I think is saying that we are not considering timeouts here, which means with an ~30% response rate to get 70 responses we need 210 impressions?

mpopov added a comment.Jan 3 2018, 6:56 PM

@mpopov I wasn't quite sure from https://wikimedia-research.github.io/Discovery-Search-Adhoc-RelevanceSurveys/#responses_required , is 40 to 70 responses the number of impressions (yes+no+dismiss+timeout), the number of clicks (yes+no+dismiss), or the number of yes+no? I think it was yes+no+dismiss, but it might have been yes+no+dismiss+timeout?

Closer reading of the report:

the model is very accurate with at least 40 yes/no/unsure/dismiss responses and the most accurate with at least 70 responses

I think is saying that we are not considering timeouts here, which means with an ~30% response rate to get 70 responses we need 210 impressions?

Correct, it's the number of (non-timeout) responses aka clicks. Your initial guess was right, sorry about missing the comment yesterday.

debt triaged this task as Low priority.May 1 2018, 5:33 PM
debt edited projects, added Discovery-Search; removed Discovery-Search (Current work).
debt moved this task from needs triage to This Quarter on the Discovery-Search board.

Change 401631 abandoned by EBernhardson:
Bring back human search relevance survey

https://gerrit.wikimedia.org/r/401631

Aklapper removed EBernhardson as the assignee of this task.Jun 19 2020, 4:27 PM

This task has been assigned to the same task owner for more than two years. Resetting task assignee due to inactivity, to decrease task cookie-licking and to get a slightly more realistic overview of plans. Please feel free to assign this task to yourself again if you still realistically work or plan to work on this task - it would be welcome!
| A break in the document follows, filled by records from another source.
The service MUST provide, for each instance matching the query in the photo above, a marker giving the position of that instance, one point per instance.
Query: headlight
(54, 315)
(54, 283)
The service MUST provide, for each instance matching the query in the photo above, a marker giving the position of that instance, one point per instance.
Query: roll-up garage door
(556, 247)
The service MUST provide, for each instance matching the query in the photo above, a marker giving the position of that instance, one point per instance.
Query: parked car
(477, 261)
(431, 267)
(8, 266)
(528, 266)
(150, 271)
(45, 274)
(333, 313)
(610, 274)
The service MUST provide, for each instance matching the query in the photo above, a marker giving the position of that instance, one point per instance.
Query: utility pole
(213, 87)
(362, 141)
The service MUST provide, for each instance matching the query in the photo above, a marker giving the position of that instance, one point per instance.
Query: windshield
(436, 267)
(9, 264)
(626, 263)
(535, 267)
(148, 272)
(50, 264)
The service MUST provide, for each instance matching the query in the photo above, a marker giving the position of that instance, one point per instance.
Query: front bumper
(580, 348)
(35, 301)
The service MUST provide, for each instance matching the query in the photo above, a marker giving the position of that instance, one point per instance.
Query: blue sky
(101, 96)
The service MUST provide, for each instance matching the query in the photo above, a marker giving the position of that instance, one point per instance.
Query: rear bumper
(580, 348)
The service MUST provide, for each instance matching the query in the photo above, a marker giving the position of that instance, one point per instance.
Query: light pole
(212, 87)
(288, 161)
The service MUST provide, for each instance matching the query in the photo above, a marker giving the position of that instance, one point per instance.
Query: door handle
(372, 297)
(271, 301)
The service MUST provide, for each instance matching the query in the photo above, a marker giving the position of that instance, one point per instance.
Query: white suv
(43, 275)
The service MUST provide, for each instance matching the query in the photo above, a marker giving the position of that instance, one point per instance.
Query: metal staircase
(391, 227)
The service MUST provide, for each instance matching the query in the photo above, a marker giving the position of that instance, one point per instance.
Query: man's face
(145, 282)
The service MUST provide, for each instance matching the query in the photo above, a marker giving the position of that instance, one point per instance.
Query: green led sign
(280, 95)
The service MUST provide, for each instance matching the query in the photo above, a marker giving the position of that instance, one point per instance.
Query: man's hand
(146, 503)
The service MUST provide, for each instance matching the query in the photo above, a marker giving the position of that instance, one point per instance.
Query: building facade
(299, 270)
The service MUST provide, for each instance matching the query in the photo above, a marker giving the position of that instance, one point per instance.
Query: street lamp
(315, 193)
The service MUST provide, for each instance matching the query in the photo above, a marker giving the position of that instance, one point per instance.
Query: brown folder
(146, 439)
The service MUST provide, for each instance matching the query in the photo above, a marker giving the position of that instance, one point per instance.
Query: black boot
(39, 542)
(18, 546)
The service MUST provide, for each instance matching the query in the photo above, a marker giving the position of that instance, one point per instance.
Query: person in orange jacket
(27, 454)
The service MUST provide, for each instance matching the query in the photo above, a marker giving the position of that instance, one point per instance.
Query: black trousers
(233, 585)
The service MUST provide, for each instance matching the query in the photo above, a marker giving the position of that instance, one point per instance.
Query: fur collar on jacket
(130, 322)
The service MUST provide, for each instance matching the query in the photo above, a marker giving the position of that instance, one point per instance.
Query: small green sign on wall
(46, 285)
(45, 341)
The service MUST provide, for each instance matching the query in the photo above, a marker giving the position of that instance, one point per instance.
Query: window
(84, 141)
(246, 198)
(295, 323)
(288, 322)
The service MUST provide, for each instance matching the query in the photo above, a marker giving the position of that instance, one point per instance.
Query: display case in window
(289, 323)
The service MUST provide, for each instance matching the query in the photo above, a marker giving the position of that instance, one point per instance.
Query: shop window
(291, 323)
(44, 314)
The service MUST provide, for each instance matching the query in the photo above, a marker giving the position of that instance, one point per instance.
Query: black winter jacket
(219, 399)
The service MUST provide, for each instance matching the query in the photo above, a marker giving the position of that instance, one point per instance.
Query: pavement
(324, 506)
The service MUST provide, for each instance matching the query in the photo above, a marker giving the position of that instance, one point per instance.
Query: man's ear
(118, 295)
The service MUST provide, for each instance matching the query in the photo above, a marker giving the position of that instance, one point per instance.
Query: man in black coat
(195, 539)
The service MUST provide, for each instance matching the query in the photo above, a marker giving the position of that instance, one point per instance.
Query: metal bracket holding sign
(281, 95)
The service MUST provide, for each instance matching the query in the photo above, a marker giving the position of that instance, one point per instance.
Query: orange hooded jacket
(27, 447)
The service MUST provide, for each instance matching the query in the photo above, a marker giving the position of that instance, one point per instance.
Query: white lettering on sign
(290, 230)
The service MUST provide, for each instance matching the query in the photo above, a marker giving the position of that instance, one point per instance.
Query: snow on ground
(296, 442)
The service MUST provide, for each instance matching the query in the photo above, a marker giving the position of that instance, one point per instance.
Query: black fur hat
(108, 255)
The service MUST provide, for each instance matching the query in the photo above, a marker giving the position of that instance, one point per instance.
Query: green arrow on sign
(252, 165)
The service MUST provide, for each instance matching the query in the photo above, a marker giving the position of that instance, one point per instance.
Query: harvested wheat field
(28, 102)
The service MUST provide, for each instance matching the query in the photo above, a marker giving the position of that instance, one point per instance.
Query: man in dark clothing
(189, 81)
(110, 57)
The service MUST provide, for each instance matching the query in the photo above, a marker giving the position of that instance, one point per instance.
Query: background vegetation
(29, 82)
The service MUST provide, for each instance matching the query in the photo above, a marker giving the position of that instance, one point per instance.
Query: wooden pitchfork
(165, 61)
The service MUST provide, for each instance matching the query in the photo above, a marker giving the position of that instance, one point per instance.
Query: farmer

For tips how to manage individual work in Phabricator (noisy notifications, lists of task, etc.), see https://phabricator.wikimedia.org/T228575#6237124 for available options.
(For the records, two emails were sent to assignee addresses before resetting assignees. See T228575 for more info and for potential feedback. Thanks!)

CBogen added a subscriber: CBogen.Thu, Aug 6, 7:37 PM

This has been de-prioritized until WMF has a better solution for large-scale surveys.